Il doute de la volonté de transparence du gouvernement : « Les résistances au ministère de la Défense sont toujours aussi importantes et semblent d’un autre âge. Celles-ci, qui viendraient de la volonté du pays importateur de ne pas voir la liste de son armement révélée, sont une fable, comme celle du refus de l’industrie de l’armement de révéler les informations sur leurs armes pour des raisons de compétitivité ».

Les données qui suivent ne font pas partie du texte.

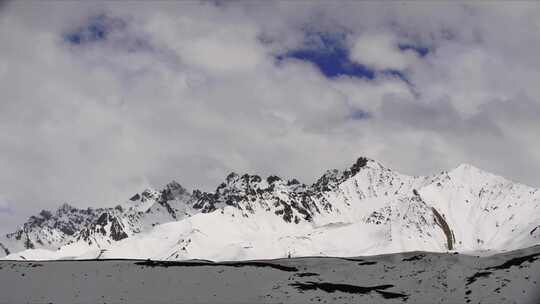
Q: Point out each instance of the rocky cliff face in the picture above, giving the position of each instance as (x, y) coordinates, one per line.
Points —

De même en ce qui concerne le contrôle des intermédiaires — sources d’innombrables embrouilles politico-financières : « Malgré les efforts de la délégation française aux Nations unies lors des négociations du traité sur le commerce des armes pour obtenir un article sur leur contrôle strict, les gouvernements français successifs n’en ont pas voulu ! », regrette Benoît Muracciole, alors qu’un projet de loi actuellement en attente, mais jamais mis à l’ordre du jour de l’assemblée nationale, permettrait des progrès sensibles .
Armes russo-ukrainiennes
L’industrie russe de l’armement, qui se relevait depuis quelques années (4), doit encaisser les effets de la crise ukrainienne. De nombreux composants de matériels militaires russes (notamment dans les composants de missiles, les moteurs d’hélicoptères) étaient fabriqués en Ukraine, dont les sociétés de fret et les ports assuraient en outre le transfert des armes russes exportées vers la Syrie, l’Iran, l’Algérie et l’Afrique noire.
Lire « Aux racines économiques du conflit ukrainien », Le Monde diplomatique, juillet 2014.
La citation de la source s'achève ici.